User Simulation

Standard evaluation uses fixed test cases: you define the query and the expected response. User simulation flips this — an LLM plays the role of a user and drives a real conversation with your agent, checking whether the agent achieves a set of stated goals.

This is the right tool when:

You want to test how the agent handles unpredictable conversation paths
The "correct" answer cannot be stated as a fixed string
You need to verify multi-turn behaviour at scale
You want to test edge cases without writing each one by hand

How it works

ConversationScenario
       ↓
UserSimulator (LLM as user)
       ↓  ←→  CompiledGraph (your agent)
  Turn loop
       ↓
Goal checking per turn (LLM)
       ↓
SimulationResult + SimulationGoalsCriterion scoring
       ↓
EvalCaseResult → HTML / JSON report

UserSimulator starts with starting_prompt from the scenario.
It sends the message to the agent graph and collects the response.
It checks (using an LLM) which goals from the scenario have been achieved.
If all goals are achieved, the simulation ends with completed=True.
If not, it generates the next user message based on remaining goals.
This repeats until all goals are achieved or max_turns is reached.
SimulationGoalsCriterion scores the full conversation transcript against the stated goals.

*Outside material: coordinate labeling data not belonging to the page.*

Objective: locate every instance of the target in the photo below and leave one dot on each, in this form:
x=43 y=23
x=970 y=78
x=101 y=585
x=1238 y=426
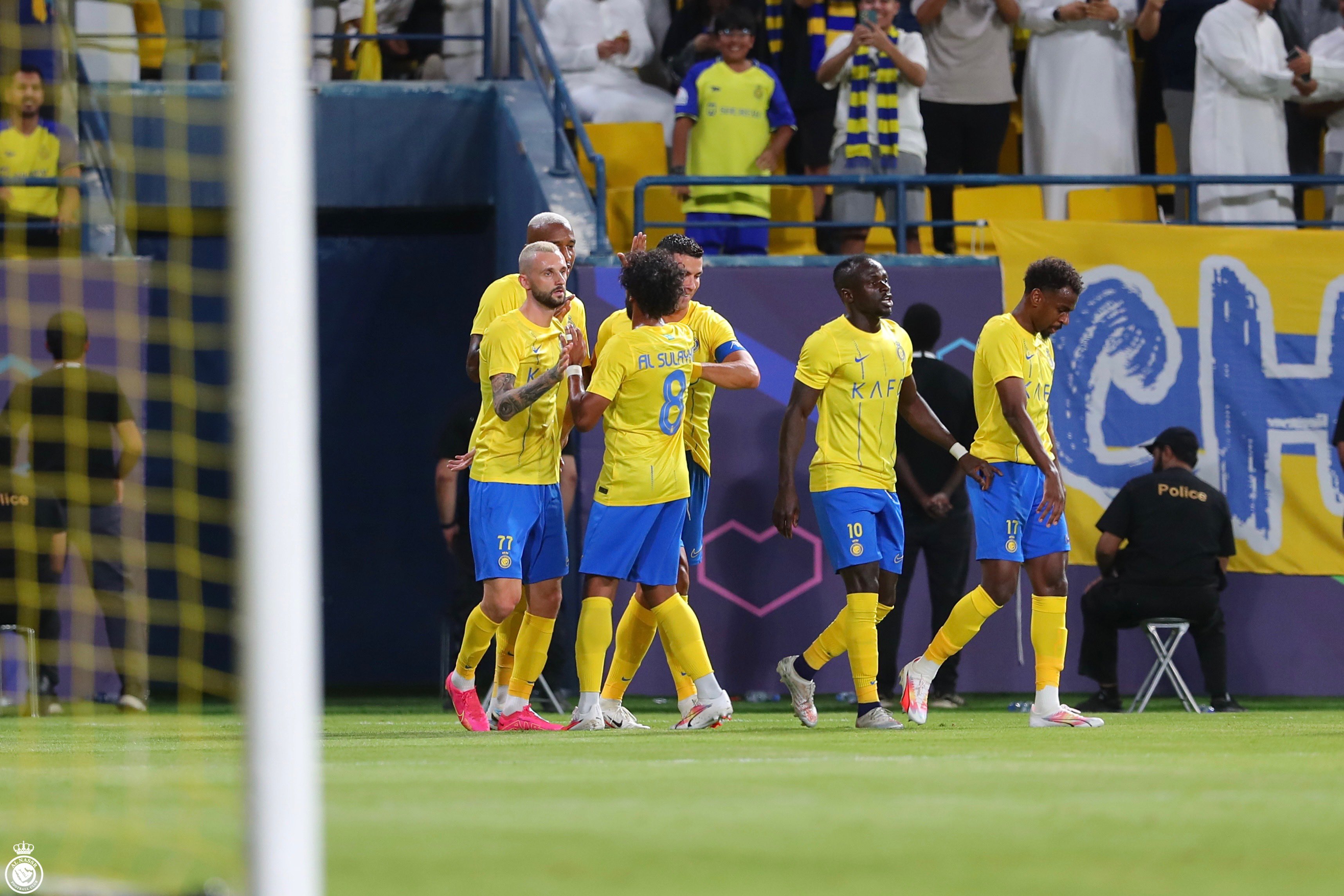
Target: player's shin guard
x=834 y=641
x=861 y=632
x=1049 y=638
x=681 y=631
x=504 y=640
x=634 y=637
x=963 y=625
x=476 y=638
x=592 y=641
x=534 y=641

CLI protocol — recommended

The simplest way to run user simulations is via the agentflow eval CLI. You only write the scenarios. The CLI handles running the simulator, scoring, and producing the report — identical to regular eval cases.

Create an eval file with get_scenarios():

# evals/user_simulator_eval.py
from agentflow.qa.evaluation import ConversationScenario, UserSimulatorConfig


# Optional: override the simulator model for this file.
# If omitted, the CLI uses UserSimulatorConfig defaults (gemini-2.5-flash).
SIMULATOR_CONFIG = UserSimulatorConfig(
    model="gemini/gemini-2.5-flash",
    max_invocations=8,
    temperature=0.7,
)


def get_scenarios() -> list[ConversationScenario]:
    return [
        ConversationScenario(
            scenario_id="weather_travel_planning",
            description="User planning a trip wants weather info and packing advice",
            starting_prompt="Hi! I'm planning a trip to Paris this weekend.",
            conversation_plan=(
                "1. Ask about current weather in Paris\n"
                "2. Ask whether to bring a jacket\n"
                "3. Ask about outdoor sightseeing timing"
            ),
            goals=[
                "User receives weather information for Paris",
                "User gets clothing or packing advice",
                "User learns about outdoor activity timing",
            ],
            max_turns=8,
        ),
        ConversationScenario(
            scenario_id="flight_booking",
            description="User wants help finding a flight from London to New York",
            starting_prompt="I need to fly from London to New York next Friday.",
            goals=[
                "User receives flight options",
                "User gets pricing information",
            ],
            max_turns=10,
        ),
    ]

Run it:

agentflow eval evals/user_simulator_eval.py

# Or together with all other eval files in parallel
agentflow eval --parallel --max-concurrency 4

The CLI detects get_scenarios() (or a SCENARIOS module-level constant), runs each scenario, and produces the same HTML + JSON report as regular eval cases. Regular eval cases and simulation scenarios are mixed in the same flat pool and the same report.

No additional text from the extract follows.